Consequences and Context

The Fable 5 hack has direct implications for AI governance. Regulators like the EU, working on the AI Act, could tighten security testing requirements before deployment. Currently, the AI Act classifies high-risk models and mandates safety evaluations but does not specify testing methods for jailbreaks. This incident could accelerate the inclusion of 'mandatory red teaming' in regulations. For Anthropic, it represents a reputational blow and the need to review its red teaming protocols. The company had invested millions in security, including a 50-person team dedicated to penetration testing, but Pliny's attack shows that traditional methods are insufficient. On a technical level, the attack reveals that jailbreaks are evolving: simple prompts are no longer enough; obfuscation techniques and auxiliary models are now used. This forces developers to implement more robust defenses, such as detecting decomposition patterns or deep semantic analysis. Companies like Google and Microsoft are already experimenting with 'guardian models' that verify the output of primary LLMs, but their effectiveness remains unproven. The AI security solutions market, valued at $2.3 billion in 2025, could grow 40% annually after this incident, according to Gartner projections.

What Should Readers Know?

First, no AI model is invulnerable; security measures are a constant arms race. As Anthropic CEO Dario Amodei noted in a 2025 interview: 'Absolute security is a goal, not a reality.' Second, jailbreaks do not always require advanced knowledge: tools like prompt decomposition are accessible to users with some experience. In fact, Pliny has published detailed tutorials on GitHub that have been viewed over 100,000 times. Third, companies using model APIs must implement additional filtering layers in their applications, not solely rely on the provider's barriers. A report from cybersecurity firm CrowdStrike recommends using content firewalls, real-time monitoring, and internal red teaming teams. Finally, this incident reinforces the need for transparency: Anthropic should publish a detailed analysis of the attack so the community can learn and improve. So far, the company has only issued a brief statement saying it is 'investigating' and will 'take corrective action,' without providing technical details. This opacity contrasts with OpenAI's practice of publishing security reports after similar incidents.

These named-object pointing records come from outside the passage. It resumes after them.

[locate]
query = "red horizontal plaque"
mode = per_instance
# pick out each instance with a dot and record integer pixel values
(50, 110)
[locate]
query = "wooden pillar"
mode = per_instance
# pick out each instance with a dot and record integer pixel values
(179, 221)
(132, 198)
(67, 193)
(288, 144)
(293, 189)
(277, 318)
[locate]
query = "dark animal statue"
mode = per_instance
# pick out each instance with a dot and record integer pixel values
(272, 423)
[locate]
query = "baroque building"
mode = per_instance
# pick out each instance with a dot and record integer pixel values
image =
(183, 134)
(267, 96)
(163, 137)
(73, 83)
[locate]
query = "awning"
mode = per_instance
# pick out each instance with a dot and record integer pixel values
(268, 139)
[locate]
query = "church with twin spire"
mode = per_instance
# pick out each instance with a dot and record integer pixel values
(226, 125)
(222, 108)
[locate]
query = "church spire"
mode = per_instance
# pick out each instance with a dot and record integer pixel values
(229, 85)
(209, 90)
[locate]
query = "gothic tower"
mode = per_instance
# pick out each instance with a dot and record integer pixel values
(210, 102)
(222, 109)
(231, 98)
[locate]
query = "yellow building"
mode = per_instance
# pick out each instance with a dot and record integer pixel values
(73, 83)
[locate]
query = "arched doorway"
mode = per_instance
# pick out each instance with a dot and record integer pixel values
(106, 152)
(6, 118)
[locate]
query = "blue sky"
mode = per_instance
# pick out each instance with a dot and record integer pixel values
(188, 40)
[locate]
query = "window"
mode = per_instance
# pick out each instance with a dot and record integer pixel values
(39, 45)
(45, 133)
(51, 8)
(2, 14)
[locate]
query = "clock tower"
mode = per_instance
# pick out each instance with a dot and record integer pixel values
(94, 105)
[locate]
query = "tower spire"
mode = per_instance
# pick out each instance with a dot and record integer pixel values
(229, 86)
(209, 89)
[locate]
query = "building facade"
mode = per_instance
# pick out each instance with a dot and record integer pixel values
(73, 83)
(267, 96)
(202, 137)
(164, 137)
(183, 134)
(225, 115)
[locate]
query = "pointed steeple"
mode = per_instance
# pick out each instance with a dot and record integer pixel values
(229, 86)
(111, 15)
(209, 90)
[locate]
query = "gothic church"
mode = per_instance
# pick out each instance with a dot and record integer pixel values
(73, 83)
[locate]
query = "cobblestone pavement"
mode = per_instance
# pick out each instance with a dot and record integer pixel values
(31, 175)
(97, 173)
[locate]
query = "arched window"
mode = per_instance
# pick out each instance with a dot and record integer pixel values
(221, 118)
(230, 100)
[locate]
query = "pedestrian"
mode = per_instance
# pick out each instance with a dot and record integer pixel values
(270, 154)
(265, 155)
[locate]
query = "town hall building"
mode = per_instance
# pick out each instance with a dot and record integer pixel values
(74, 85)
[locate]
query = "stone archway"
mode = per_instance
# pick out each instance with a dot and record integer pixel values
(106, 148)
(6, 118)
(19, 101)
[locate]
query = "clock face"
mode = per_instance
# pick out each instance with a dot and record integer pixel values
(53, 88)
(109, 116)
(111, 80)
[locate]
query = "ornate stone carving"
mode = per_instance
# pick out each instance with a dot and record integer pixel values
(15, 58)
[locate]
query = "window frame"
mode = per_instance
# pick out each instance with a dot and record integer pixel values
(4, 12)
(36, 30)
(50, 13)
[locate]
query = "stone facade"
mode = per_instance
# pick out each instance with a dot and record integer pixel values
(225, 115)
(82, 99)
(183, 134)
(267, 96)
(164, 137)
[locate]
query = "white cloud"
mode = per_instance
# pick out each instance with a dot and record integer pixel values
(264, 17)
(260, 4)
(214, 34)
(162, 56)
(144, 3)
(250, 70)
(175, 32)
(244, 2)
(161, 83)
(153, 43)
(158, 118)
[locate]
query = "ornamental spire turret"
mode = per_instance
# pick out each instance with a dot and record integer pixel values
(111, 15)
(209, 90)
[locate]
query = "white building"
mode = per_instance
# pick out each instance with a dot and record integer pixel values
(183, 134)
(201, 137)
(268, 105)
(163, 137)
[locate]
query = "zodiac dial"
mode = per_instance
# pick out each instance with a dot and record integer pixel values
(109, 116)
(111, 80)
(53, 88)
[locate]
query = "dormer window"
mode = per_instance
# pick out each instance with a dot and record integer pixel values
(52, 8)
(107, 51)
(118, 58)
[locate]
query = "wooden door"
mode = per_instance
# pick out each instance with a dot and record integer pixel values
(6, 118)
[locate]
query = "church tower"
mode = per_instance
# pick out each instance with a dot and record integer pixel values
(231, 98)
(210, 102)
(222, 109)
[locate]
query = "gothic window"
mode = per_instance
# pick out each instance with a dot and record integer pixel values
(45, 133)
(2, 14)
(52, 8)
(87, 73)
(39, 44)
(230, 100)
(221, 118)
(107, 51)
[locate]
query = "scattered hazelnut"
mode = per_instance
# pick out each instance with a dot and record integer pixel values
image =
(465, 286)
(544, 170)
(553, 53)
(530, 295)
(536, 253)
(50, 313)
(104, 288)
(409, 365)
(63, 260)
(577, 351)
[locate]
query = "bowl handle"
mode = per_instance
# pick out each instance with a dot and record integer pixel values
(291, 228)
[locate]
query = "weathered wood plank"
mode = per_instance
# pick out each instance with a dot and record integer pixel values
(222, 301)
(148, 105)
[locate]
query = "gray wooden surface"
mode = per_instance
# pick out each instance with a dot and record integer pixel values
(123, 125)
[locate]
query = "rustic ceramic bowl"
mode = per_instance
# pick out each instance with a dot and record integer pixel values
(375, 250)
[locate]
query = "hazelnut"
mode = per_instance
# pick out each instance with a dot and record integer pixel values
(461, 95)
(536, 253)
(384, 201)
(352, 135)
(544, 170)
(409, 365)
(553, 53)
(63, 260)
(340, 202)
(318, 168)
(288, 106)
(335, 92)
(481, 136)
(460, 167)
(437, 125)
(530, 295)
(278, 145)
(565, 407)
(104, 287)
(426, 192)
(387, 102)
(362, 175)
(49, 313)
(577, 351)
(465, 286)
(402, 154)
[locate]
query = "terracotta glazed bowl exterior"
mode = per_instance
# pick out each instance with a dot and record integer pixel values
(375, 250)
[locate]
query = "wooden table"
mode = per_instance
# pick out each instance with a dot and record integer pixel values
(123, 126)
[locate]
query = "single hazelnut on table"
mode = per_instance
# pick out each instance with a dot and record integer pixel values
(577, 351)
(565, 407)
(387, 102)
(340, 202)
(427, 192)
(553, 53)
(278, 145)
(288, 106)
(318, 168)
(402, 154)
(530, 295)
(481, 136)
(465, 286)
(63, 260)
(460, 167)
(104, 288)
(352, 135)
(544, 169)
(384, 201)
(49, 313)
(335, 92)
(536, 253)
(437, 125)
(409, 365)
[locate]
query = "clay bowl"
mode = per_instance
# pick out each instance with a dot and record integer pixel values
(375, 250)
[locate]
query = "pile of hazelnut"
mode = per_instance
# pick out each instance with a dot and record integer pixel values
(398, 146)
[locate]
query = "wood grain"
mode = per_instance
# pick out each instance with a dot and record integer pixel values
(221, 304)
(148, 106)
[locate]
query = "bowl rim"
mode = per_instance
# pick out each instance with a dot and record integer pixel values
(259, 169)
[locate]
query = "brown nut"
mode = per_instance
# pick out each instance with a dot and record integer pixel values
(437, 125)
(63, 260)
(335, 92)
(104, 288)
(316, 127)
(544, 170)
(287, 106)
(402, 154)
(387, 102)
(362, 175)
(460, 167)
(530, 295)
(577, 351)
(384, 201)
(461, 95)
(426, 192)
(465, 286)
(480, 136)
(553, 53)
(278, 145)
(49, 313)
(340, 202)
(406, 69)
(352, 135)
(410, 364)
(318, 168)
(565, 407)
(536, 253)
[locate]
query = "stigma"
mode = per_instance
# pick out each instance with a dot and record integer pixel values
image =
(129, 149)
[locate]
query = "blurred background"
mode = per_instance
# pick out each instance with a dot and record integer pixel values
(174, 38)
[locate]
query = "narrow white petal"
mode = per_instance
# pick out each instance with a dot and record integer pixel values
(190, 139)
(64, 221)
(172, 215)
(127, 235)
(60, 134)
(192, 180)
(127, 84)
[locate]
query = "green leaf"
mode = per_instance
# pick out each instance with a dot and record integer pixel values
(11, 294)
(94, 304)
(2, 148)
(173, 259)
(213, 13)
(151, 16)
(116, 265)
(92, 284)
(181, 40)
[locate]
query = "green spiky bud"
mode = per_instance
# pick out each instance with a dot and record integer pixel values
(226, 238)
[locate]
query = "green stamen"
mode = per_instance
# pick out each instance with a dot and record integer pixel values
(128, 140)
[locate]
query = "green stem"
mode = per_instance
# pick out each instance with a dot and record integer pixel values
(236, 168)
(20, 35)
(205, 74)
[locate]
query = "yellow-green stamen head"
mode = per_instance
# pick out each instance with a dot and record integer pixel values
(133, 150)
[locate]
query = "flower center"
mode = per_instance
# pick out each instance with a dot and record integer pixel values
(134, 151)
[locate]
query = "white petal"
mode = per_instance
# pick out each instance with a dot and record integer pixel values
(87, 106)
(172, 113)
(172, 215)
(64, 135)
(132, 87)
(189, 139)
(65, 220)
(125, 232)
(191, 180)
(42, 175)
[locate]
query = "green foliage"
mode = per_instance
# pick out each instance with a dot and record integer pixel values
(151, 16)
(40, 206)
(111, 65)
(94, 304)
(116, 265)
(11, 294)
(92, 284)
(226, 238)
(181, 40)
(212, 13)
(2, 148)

The history of AI security is written with jailbreaks. Each new model promises to be the most secure, and each time a 'Pliny' proves otherwise. The lesson is clear: security is not a destination but a continuous process. As security expert Bruce Schneier said: 'Security is a process, not a product.' This incident is a reminder that AI innovation must be accompanied by equally innovative investment in defenses, and that collaboration between companies, regulators, and the research community is essential to keep pace with threats.